Jonah Keri (born September 20, 1974) is a Canadian former journalist, sportswriter, and editor. In 2022, he was incarcerated after pleading guilty to multiple counts of domestic violence offences.

==Early life and education==
Keri is from Montreal, Quebec. Growing up, Keri was a fan of the Montreal Expos, something he attributes to his grandfathers' love of baseball. He remains one despite the team's 2005 relocation to Washington to become the Washington Nationals.

Keri worked as a summer intern at the Montreal Gazette. He graduated from Concordia University's journalism program in 1997.

==Career==
Keri is mostly known for writing about baseball, though he has also covered other sports as well as business and entertainment. His writing has appeared on ESPN.com, The Wall Street Journal, FanGraphs, GQ, The Huffington Post, The New York Times, Bloomberg Sports, Baseball Prospectus, Investor's Business Daily, Sports Illustrated, Grantland, FiveThirtyEight, CBSSports.com, The Athletic, and Sportsnet.

Keri co-wrote and edited the book Baseball Between the Numbers: Why Everything You Know About the Game Is Wrong. He also wrote the New York Times Bestseller The Extra 2%: How Wall Street Strategies Took a Major League Baseball Team from Worst to First, about the Tampa Bay Rays.

In March 2014, he published Up, Up, and Away: The Kid, the Hawk, Rock, Vladi, Pedro, le Grand Orange, Youppi!, the Crazy Business of Baseball, and the Ill-fated but Unforgettable Montreal Expos, which details the franchise history of the Expos. The book was a No. 1 Canadian bestseller.
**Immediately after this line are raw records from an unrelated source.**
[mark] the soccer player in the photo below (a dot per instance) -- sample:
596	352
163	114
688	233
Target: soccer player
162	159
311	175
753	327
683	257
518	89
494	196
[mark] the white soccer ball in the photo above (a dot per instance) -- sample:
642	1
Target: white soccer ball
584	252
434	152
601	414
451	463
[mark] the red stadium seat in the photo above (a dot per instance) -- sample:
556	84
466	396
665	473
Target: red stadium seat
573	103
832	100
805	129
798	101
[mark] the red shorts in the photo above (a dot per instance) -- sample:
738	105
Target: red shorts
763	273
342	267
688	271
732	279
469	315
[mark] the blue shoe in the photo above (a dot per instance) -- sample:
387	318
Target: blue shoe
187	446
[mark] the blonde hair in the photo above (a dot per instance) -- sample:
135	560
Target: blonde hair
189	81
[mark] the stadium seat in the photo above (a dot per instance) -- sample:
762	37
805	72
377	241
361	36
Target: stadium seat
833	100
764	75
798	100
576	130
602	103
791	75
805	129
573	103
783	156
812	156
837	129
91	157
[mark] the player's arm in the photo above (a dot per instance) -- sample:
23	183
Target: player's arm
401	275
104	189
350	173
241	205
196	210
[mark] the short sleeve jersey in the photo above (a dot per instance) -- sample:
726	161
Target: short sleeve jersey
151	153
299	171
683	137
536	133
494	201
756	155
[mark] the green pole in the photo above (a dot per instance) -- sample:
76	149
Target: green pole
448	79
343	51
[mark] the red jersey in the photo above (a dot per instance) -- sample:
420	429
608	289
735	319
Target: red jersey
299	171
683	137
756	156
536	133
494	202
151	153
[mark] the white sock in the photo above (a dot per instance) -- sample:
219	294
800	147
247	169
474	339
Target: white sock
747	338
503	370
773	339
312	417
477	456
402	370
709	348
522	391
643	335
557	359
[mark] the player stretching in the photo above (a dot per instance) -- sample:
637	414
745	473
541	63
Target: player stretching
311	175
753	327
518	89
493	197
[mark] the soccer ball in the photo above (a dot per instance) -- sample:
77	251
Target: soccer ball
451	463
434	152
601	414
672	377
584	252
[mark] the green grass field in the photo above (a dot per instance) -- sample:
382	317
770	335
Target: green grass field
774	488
Keri hosted a podcast, where he interviewed notable personalities from sports and entertainment, including Canadian Prime Minister Justin Trudeau and NBA legend Shaquille O'Neal. The Jonah Keri Podcast was found at CBSSports.com and on iTunes.

Keri also appeared as himself during the first season of the IFC series Brockmire in the episode titled "Old Timers Day."

==Domestic violence charges and conviction==
Keri was arrested for assaulting his wife on July 18, 2019.
He was granted bail the next day after being charged with three counts of assault causing bodily harm and uttering death threats. Court documents said the alleged attacks took place in July 2018, May 2019, and July 2019. Hours after his court appearance, The Athletic suspended Keri "pending further information.”

Keri was arrested again on November 27, 2019, and charged with violating his bail conditions. Keri was arrested for a third time on December 10, 2019, and charged with eight new counts of domestic violence-related charges including assault, assault of a minor, and criminal harassment. Keri had at least three court appearances in early 2020 (January, March, and April) related to all 13 criminal charges. He pleaded guilty on August 30, 2021.

On March 23, 2022, Keri was sentenced to 21 months in prison, more than prosecutors had requested. Keri must also serve two years probation and will be prohibited from possessing weapons for 10 years. Quebec Court Justice Alexandre Dalmau also prohibited Keri from contacting his victims or coming within 50 m of them. In August 2022, his first request for parole was rejected.